%%%%%%%%%%%%%%%%%%%%%%%%%%%%%%%%%%%%%%%%%%%%%%%%%%%%%%%%%%%%%%%%%%%%%%%%%%%
# Open second terminal with root shell. Keep this as a possibility to assume
# root privileges if you loose the ability to do so via sudo during testing.

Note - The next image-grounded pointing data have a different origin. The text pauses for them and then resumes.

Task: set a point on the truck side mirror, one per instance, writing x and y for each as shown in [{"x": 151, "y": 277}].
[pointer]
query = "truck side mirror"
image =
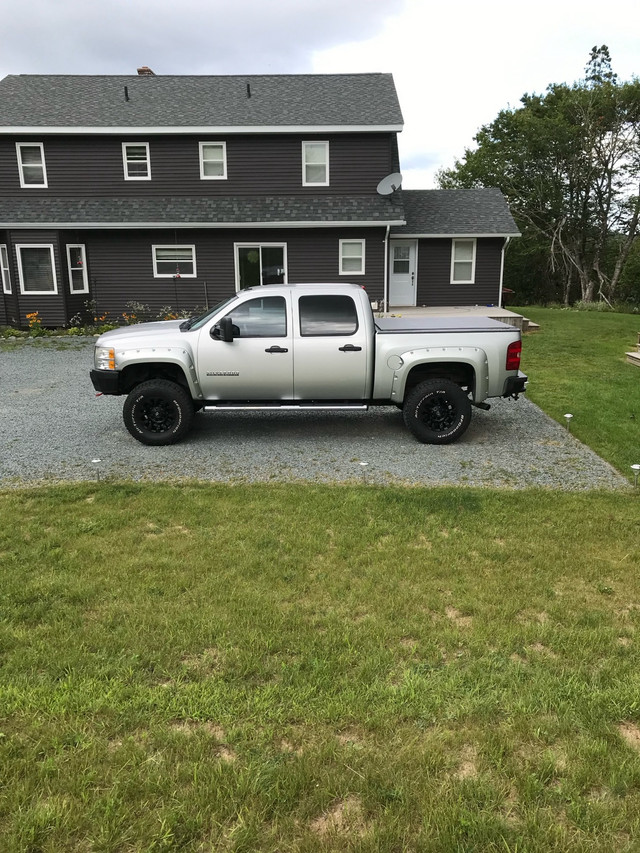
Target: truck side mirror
[{"x": 223, "y": 331}]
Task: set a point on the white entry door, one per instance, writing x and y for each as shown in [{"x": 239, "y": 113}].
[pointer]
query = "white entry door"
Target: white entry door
[{"x": 402, "y": 272}]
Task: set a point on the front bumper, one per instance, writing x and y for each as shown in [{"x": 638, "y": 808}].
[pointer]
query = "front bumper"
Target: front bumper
[
  {"x": 515, "y": 385},
  {"x": 106, "y": 381}
]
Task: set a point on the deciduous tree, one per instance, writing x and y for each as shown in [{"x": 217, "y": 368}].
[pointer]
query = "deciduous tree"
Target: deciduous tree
[{"x": 568, "y": 162}]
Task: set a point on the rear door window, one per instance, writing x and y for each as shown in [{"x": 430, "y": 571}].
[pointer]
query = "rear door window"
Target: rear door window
[{"x": 322, "y": 316}]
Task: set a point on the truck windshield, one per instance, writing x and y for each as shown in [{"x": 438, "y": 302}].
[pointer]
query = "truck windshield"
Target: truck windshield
[{"x": 198, "y": 322}]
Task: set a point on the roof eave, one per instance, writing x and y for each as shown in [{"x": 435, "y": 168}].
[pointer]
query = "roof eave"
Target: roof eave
[
  {"x": 110, "y": 226},
  {"x": 182, "y": 129},
  {"x": 455, "y": 234}
]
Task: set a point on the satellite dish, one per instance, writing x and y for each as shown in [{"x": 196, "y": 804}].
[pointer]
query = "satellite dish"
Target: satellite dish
[{"x": 390, "y": 184}]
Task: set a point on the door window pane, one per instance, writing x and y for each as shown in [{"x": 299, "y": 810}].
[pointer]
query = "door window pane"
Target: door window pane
[
  {"x": 260, "y": 318},
  {"x": 327, "y": 315},
  {"x": 401, "y": 259}
]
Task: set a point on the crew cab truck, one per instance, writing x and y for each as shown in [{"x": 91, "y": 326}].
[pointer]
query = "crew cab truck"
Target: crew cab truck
[{"x": 307, "y": 347}]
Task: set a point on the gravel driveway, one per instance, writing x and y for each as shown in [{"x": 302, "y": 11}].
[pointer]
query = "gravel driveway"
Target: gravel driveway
[{"x": 53, "y": 427}]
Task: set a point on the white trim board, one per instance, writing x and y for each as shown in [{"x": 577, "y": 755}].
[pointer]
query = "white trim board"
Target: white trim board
[
  {"x": 107, "y": 226},
  {"x": 141, "y": 130}
]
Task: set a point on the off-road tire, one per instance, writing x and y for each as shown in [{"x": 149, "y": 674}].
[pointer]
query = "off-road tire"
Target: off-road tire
[
  {"x": 158, "y": 412},
  {"x": 437, "y": 411}
]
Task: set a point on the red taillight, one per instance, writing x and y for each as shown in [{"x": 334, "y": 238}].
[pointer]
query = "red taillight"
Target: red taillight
[{"x": 513, "y": 355}]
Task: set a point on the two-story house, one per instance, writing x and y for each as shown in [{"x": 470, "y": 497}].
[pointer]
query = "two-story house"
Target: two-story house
[{"x": 178, "y": 190}]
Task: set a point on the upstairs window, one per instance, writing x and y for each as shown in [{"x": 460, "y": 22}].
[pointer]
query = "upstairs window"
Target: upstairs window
[
  {"x": 463, "y": 261},
  {"x": 174, "y": 261},
  {"x": 77, "y": 266},
  {"x": 315, "y": 164},
  {"x": 351, "y": 257},
  {"x": 213, "y": 161},
  {"x": 136, "y": 161},
  {"x": 4, "y": 269},
  {"x": 31, "y": 165}
]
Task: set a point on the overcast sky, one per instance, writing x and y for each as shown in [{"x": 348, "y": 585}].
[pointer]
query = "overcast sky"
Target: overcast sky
[{"x": 455, "y": 64}]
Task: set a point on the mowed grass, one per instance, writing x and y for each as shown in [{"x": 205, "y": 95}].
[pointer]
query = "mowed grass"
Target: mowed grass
[
  {"x": 260, "y": 668},
  {"x": 576, "y": 364}
]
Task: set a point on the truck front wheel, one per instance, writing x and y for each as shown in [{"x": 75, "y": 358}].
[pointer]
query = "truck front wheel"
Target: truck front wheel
[
  {"x": 158, "y": 412},
  {"x": 437, "y": 411}
]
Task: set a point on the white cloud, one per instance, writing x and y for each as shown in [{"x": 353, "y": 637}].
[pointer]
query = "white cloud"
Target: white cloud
[{"x": 457, "y": 65}]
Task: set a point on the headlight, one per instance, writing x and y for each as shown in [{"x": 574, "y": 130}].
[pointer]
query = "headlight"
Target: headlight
[{"x": 105, "y": 358}]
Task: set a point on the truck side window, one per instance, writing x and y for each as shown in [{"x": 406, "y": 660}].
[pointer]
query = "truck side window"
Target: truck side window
[
  {"x": 327, "y": 315},
  {"x": 260, "y": 318}
]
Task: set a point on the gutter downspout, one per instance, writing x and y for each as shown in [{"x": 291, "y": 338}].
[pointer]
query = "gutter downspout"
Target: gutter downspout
[
  {"x": 385, "y": 306},
  {"x": 504, "y": 249}
]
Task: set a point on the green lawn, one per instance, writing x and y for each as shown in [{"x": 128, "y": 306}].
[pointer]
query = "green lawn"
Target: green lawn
[
  {"x": 576, "y": 364},
  {"x": 280, "y": 668}
]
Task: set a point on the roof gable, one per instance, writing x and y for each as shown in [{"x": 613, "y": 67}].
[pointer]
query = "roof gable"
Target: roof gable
[{"x": 331, "y": 101}]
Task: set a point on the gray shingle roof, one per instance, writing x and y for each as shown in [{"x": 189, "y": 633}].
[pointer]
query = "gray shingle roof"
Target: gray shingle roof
[
  {"x": 198, "y": 211},
  {"x": 454, "y": 212},
  {"x": 300, "y": 100}
]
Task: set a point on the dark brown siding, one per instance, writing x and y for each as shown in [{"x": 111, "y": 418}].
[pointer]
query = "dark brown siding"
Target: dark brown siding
[
  {"x": 434, "y": 274},
  {"x": 121, "y": 268},
  {"x": 91, "y": 166}
]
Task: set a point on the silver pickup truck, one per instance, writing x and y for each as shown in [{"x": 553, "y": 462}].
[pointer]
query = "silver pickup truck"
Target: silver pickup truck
[{"x": 307, "y": 346}]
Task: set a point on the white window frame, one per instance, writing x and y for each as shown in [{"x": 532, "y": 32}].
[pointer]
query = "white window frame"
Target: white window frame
[
  {"x": 316, "y": 142},
  {"x": 125, "y": 161},
  {"x": 19, "y": 248},
  {"x": 223, "y": 176},
  {"x": 258, "y": 245},
  {"x": 85, "y": 277},
  {"x": 343, "y": 257},
  {"x": 455, "y": 242},
  {"x": 23, "y": 184},
  {"x": 4, "y": 268},
  {"x": 157, "y": 274}
]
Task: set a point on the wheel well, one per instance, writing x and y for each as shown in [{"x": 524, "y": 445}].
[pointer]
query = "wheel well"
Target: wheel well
[
  {"x": 462, "y": 374},
  {"x": 134, "y": 374}
]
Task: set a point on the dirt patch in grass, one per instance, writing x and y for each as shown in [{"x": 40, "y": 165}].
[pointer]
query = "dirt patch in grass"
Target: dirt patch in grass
[
  {"x": 468, "y": 767},
  {"x": 458, "y": 618},
  {"x": 345, "y": 817},
  {"x": 630, "y": 732}
]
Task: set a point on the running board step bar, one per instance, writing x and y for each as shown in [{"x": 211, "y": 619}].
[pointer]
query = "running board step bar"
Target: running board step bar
[{"x": 277, "y": 407}]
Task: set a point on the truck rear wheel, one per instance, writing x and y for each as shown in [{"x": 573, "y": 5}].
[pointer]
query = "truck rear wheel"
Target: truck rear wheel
[
  {"x": 158, "y": 412},
  {"x": 437, "y": 411}
]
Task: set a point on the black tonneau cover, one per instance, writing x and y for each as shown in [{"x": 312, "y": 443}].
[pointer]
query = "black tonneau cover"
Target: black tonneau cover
[{"x": 406, "y": 325}]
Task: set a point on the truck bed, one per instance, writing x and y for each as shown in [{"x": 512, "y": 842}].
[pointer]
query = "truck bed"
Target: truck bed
[{"x": 409, "y": 325}]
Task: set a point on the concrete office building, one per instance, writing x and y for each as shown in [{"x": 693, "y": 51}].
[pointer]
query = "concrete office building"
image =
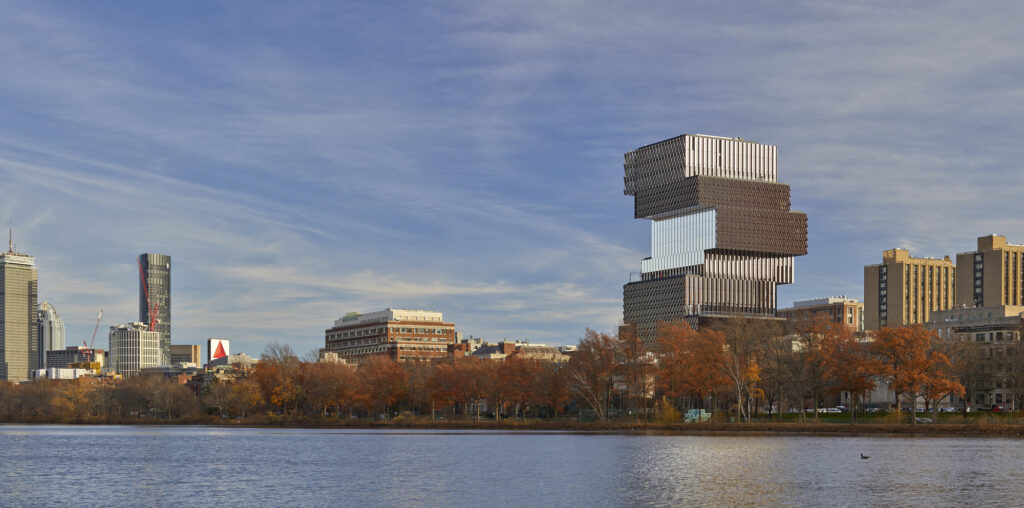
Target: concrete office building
[
  {"x": 133, "y": 347},
  {"x": 848, "y": 311},
  {"x": 18, "y": 316},
  {"x": 991, "y": 276},
  {"x": 722, "y": 233},
  {"x": 906, "y": 290},
  {"x": 51, "y": 332},
  {"x": 157, "y": 271},
  {"x": 401, "y": 334},
  {"x": 185, "y": 353}
]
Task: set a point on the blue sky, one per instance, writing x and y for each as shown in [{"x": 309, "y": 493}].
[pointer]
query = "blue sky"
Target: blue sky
[{"x": 300, "y": 160}]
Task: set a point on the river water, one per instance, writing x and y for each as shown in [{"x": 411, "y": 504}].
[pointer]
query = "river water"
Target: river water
[{"x": 54, "y": 465}]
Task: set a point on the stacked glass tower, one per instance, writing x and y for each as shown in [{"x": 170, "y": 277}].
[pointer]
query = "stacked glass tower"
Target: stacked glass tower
[
  {"x": 722, "y": 234},
  {"x": 157, "y": 271},
  {"x": 51, "y": 330}
]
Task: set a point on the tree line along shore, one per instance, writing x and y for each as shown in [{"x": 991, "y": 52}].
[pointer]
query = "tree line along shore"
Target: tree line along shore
[{"x": 745, "y": 375}]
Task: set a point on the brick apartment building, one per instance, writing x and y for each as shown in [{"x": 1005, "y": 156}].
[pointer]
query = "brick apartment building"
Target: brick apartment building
[{"x": 401, "y": 334}]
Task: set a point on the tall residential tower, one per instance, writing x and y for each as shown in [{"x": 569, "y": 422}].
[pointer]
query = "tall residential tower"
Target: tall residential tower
[
  {"x": 156, "y": 269},
  {"x": 18, "y": 316},
  {"x": 991, "y": 276},
  {"x": 722, "y": 234}
]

%%%%%%%%%%%%%%%%%%%%%%%%%%%%%%%%%%%%%%%%%%%%%%%%%%%%%%%%%%%%%%%%%%%%%%%%%%%
# Make sure we are looking at the correct version
sudo -V | grep version
%%%%%%%%%%%%%%%%%%%%%%%%%%%%%%%%%%%%%%%%%%%%%%%%%%%%%%%%%%%%%%%%%%%%%%%%%%%
# Test digest feature
# Make sure that the following line is commented out in /etc/sudoers:
# ALL ALL=(ALL) NOPASSWD: ALL
openssl dgst -sha224 /usr/bin/ls # make note of the hash
# Add this line to sudoers (replace UID by your user ID and HASH by the ls
# hash):
<UID> ALL = sha224:<HASH> /usr/bin/ls
# This should work (asking you a password first)
sudo /usr/bin/ls /
# Now change the hash so that it is wrong and make sure it does not work this
# time
sudo /usr/bin/ls /
%%%%%%%%%%%%%%%%%%%%%%%%%%%%%%%%%%%%%%%%%%%%%%%%%%%%%%%%%%%%%%%%%%%%%%%%%%%
# add this line to sudoers
ALL ALL=(ALL:ALL) NOPASSWD: ALL
# Make sure it gives you root account
sudo id
# Make sure this changes just your group
sudo -g sol_src id
%%%%%%%%%%%%%%%%%%%%%%%%%%%%%%%%%%%%%%%%%%%%%%%%%%%%%%%%%%%%%%%%%%%%%%%%%%%
# Test creating a file in etc
sudoedit /etc/test
...
cat /etc/test # Make sure the text is there
%%%%%%%%%%%%%%%%%%%%%%%%%%%%%%%%%%%%%%%%%%%%%%%%%%%%%%%%%%%%%%%%%%%%%%%%%%%
# Auditing
cd /var/audit
sudo /usr/sbin/audit -t
sudo rm *
sudo /usr/sbin/audit -s
sudo auditreduce * | praudit -s
> file,1970-01-01 00:00:00.000 +00:00,
> file,2014-03-27 10:34:23.000 +00:00,
# Make sure that since the first run we can see new auditing record
sudo auditreduce * | praudit -s
> file,2014-03-27 10:34:23.000 +00:00,
> header,158,2,AUE_sudo,,10.0.2.15,2014-03-27 10:34:23.735 +00:00
> subject,vmarek,root,staff,vmarek,staff,2295,3108723863,5096 202240 10.0.2.2
> path,/var/share/audit
> path,/usr/sbin/auditreduce
> cmd,argcnt,1,20140327103420.not_terminated.S12-43,envcnt,0,
> return,success,0
> file,2014-03-27 10:34:23.000 +00:00,
%%%%%%%%%%%%%%%%%%%%%%%%%%%%%%%%%%%%%%%%%%%%%%%%%%%%%%%%%%%%%%%%%%%%%%%%%%%
# PAM credentials
# Make sure that 'root' is a role
sudo usermod -K type=role root
# Note the preselection mask, it should probably be 'lo(0x1000,0x1000)'
sudo bash -c 'auditconfig -getpinfo $$'
# Add audit flags to root
sudo rolemod -K audit_flags=lo,ex:no root
# Make sure that the preselection mask now shows new entries (lo,ex)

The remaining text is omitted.